Women traditionally play a central role in any indigenous communities. NESFAS highlights the role of women as custodians of our agrobiodiversity and foodways. Today, March 8th marks the 106th anniversary of Women’s Day across the globe and for the indigenous communities, it honors the many women who are the undeniable protectors of the biodiversity. Women in Meghalaya bestow many factors responsible in bringing well-being in our community. They play a crucial role as protectors of the biodiversity, but are also the ones enhancing and conserving indigenous practices of seed keeping or even foraging activities.
Kong Bamonlang Shabong a custodian farmer from Pyrda Village, East Khasi Hills Meghalaya, is a proud Khasi women representing a matrilineal society. She is of the belief that men and women are both responsible for contributing well-being in the society. However, she claims that women take the responsibility of seed keeping holistically. As a mother who cherishes biodiverse agriculture, she personally motivates the people around her to contribute in sustaining these practices for the future generations.
We have, in the midst of our region, many inspiring women who keep up with their tradition and commit towards prosperity and welfare. From primary food producers to care givers to performing different roles, women matter and can make a difference. Even their tiniest contribution counts as serenity surrounds them.

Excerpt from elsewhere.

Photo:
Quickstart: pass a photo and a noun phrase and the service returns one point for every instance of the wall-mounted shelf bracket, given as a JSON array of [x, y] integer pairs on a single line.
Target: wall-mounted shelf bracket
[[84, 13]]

Kong Plantina Kharmujai, proud owner of the first Mei Ram-ew café in Khweng village, Ri Bhoi, transformed her tea and food stall in line with the Slow Food principles of good, clean and fair food. She serves fresh local food; vegetable gathered from her garden and also wild edibles foraged from nearby forests. Her café features traditional food from Ri-Bhoi which is strikingly different from the rest of the state, but most importantly the café has now become the hub of the village whereby many community members would drop in before they set off to work in the morning and lastly gather again every evening for a cup of tea while she serves tea with local snacks like Putharo or Pumaloi.

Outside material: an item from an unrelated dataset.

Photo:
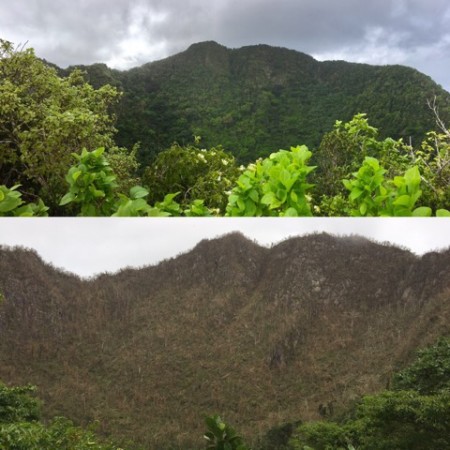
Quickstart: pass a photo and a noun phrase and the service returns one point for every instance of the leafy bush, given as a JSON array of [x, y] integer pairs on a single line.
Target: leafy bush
[[195, 173], [413, 416], [44, 119], [275, 186], [12, 204], [20, 428], [221, 436]]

“The women in our village take care of farming, livestock, foraging, chores, fodder, fuel, children and many more” says Kong Iolin Kharsyntiew of Mawhiang Village, East Khasi Hills, Meghalaya. When asked about the primary occupation of the community, the men rely on daily wages activity whereas the women handled the agriculture in Mawhiang Village.
Indigenous women are also recognised as the key traditional knowledge holders of a community. They are the ones usually engaged in simple story telling practices or share knowledge with their younger generations. Kong Slibon Nongrum of Laitsohpliah, an illustrious indigenous knowledge holder was an eminent soul who passed away at the age of 83. She shared with her children and grand children best of knowledge with the hope to responsibly carry forward.